I have sorted list of datetime.time and want to create intervals like. If I have
a = [datetime.time(0,0), datetime.time(8,0), datetime.time(13,0), datetime.time(17,0)]
Then result should be like this:
c = [[datetime.time(0,0),datetime.time(8,0)], [datetime.time(8,0),datetime.time(13,0)],
[datetime.time(13,0),datetime.time(17,0)], [datetime.time(17,0),datetime.time(0,0)]]
This could be achieved using simple loop but if there is better solution exist?
Using loop:
>>> a=[datetime.time(0, 0), datetime.time(3, 0), datetime.time(8, 0), datetime.time(11, 0)]
>>>
>>> r = []
>>>
>>> for i in range(0,len(a)):
... if i+1 < len(a):
... r.append([a[i],a[i+1]])
... else:
... r.append([a[i],a[0]])
...
>>> r
[[datetime.time(0, 0), datetime.time(3, 0)], [datetime.time(3, 0), datetime.time(8, 0)], [datetime.time(8, 0), datetime.time(11, 0)], [datetime.time(11, 0), datetime.time(0, 0)]]
>>>
nd what could be change if I want result to be
[[datetime.time(0, 0), datetime.time(2, 59, 59)], [datetime.time(3, 0), datetime.time(7, 59, 59)], [datetime.time(8, 0), datetime.time(10, 59, 59)], [datetime.time(11, 0), datetime.time(23, 59, 59)]]
You could try
a = list(zip(a[:-1], a[1:]))
a.append((a[-1], a[0])])
That gives you a list of tuples. If you want a list of lists, just do
>>> a = [list(i) for i in zip(a[:-1], a[1:])]

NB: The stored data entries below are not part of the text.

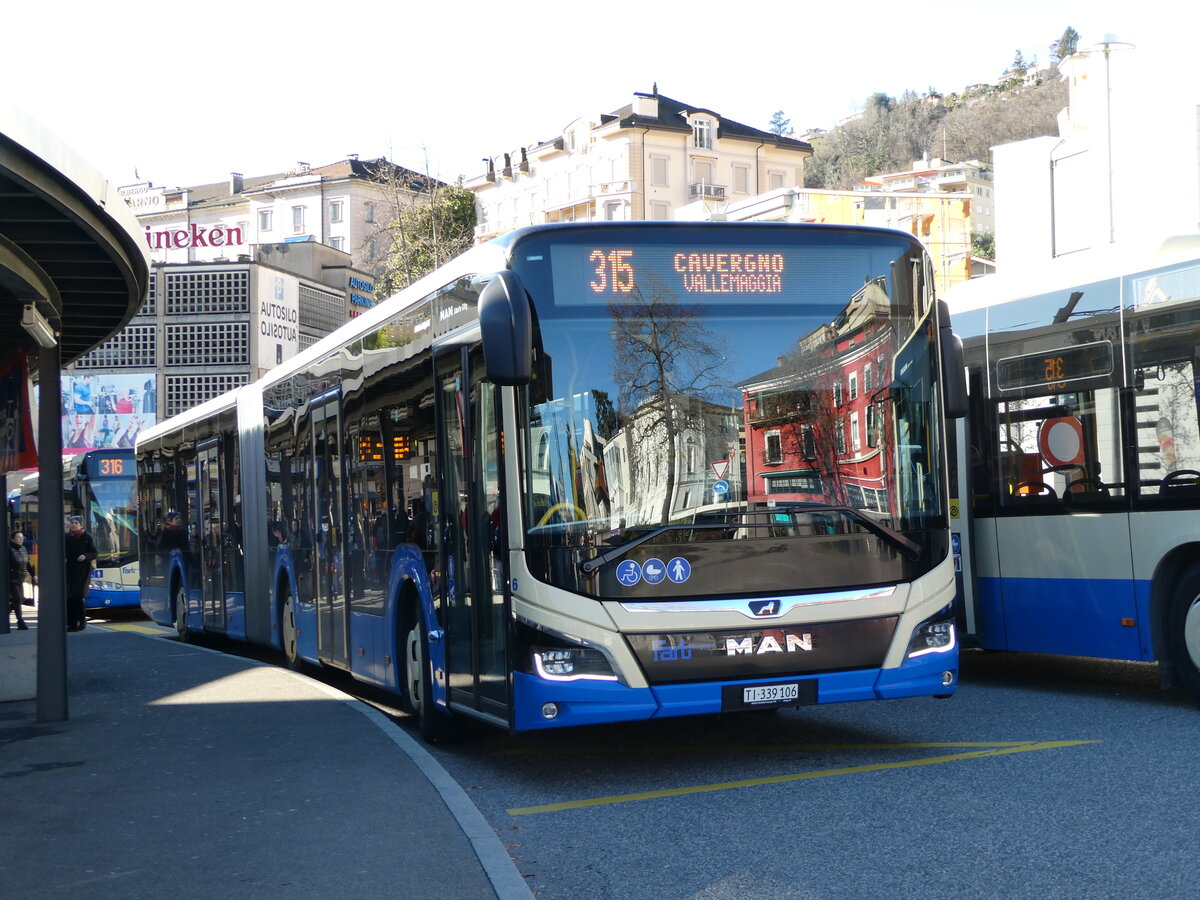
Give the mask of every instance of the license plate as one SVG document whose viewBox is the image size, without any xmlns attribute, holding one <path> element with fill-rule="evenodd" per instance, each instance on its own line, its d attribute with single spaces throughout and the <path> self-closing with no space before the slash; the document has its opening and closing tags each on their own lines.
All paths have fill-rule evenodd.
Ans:
<svg viewBox="0 0 1200 900">
<path fill-rule="evenodd" d="M 727 710 L 757 709 L 763 706 L 807 706 L 816 702 L 815 680 L 726 685 L 721 689 L 721 707 Z"/>
</svg>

>>> a.append([a[-1], a[0]])
(Edited version taking 1. the [a[-1],a[0]] out of the list comprehension and 2. the fact that zip doesn't return a list in Python 3+)

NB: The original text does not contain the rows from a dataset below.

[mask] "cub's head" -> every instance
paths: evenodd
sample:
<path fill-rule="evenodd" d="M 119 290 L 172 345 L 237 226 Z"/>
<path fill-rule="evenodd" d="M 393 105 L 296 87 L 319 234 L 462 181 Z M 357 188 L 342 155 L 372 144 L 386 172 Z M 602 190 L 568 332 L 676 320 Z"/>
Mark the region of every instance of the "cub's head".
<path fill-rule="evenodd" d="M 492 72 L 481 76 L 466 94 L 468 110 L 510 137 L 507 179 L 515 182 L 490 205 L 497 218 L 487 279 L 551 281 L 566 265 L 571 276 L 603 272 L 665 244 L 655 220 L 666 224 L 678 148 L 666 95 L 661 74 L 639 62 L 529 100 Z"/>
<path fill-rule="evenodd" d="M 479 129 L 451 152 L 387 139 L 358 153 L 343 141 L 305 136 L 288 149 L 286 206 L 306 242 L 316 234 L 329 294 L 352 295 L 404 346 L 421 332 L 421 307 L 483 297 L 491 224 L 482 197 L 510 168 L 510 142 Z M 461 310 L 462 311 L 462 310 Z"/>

Yet another possibility would be to just append the first value to the list:
>>> tmp = a + a[0]
>>> list(zip(tmp[:,-1], tmp[1:]))
It can be argued that it creates a temporary list. You could do aa.append(a[0]) instead but then you'd modify your initial list, which might be an issue.